Ok, so Java UUID Generator version 3 is out. Beyond question of what is new with this version (which I outlined in the previous entry), the next asked was "how is performance?".
My first thought was that it should be about the same as what version 2.0 has; but after some more thinking I realized that this is not a very useful answer to give.

So I wrote a simple micro-benchmark to find out (it's in 'src/main/java/perf/') more about performance aspects. Test uses three main generation methods (random-, time- and name-based) for JUG, and matching alternatives that java.util.UUID has (random- and limited named-based variant).

1. Performance of UUID generation, general observations

High-level summary would be:

  1. Performance between equivalent methods between JDK and JUG have similar performance (no surprise) -- JDK just does not provide time-based variant (one most commonly used by non-Java systems); nor ability to configure Random-based variant
  2. Performance between three main generation types varies a lot.

2. Actual numbers

So how big are differences?
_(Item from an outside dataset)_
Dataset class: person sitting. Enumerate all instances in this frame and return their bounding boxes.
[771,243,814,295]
Here is actual snapshot from running the test on my MacBook: each run generates 250,000 UUIDs, and time taken (after test ran for about a minute) is reported as milliseconds:

  Test 'JDK, random' -> 974 msecs
  Test 'JDK, name' -> 230 msecs
  Test 'Jug, SecureRandom' -> 971 msecs
  Test 'Jug, java.util.Random' -> 33 msecs
  Test 'Jug, time-based' -> 39 msecs 
  Test 'Jug, name-based' -> 256 msecs

Since these values fluctuate a bit, exact values are not as important as ratios. Random-based variants are slowest for both implementations (except for case of using 'java.util.Random' -- more on this in a bit); name-hash (MD5 by default; SHA-1 available with Jug too) methods are bit faster; and time/location-based variant is rather fast, close to 50% of maximum theoretical per-node generation rate.

So generation rates for this system would be:

  • Random-based method (using SecureRandom) generates about 250k UUIDs per second
  • Name-based variant (MD5) without namespace is almost 4 times as fast, generating about 1 million UUIDs per second
  • Time-based variant (Ethernet address plus timestamp) is much faster -- almost 20 times as fast as Random-based default variant -- generating about 5 million UUIDs per second. This is also close to theoretical maximum rate for the method, which is 10 million UUIDs per second (sustained), because timestamp granularity (100 nanoseconds) prevents higher throughput (to work around this, one can generate parallel generators using different Ethernet address)

Quite a difference! It is worth noting, too, that speed of name-based method is related to both existence of namespace (this test did not use one; adding one slows things down slightly) and length of name used; latter because hash is calculated on name used. And finally, hash method used also matters (SHA-1 is slower than MD5).

But what is up with the random variant? And didn't I forget one impressive number from my analysis above?

3. Why is Random-based generation so slow?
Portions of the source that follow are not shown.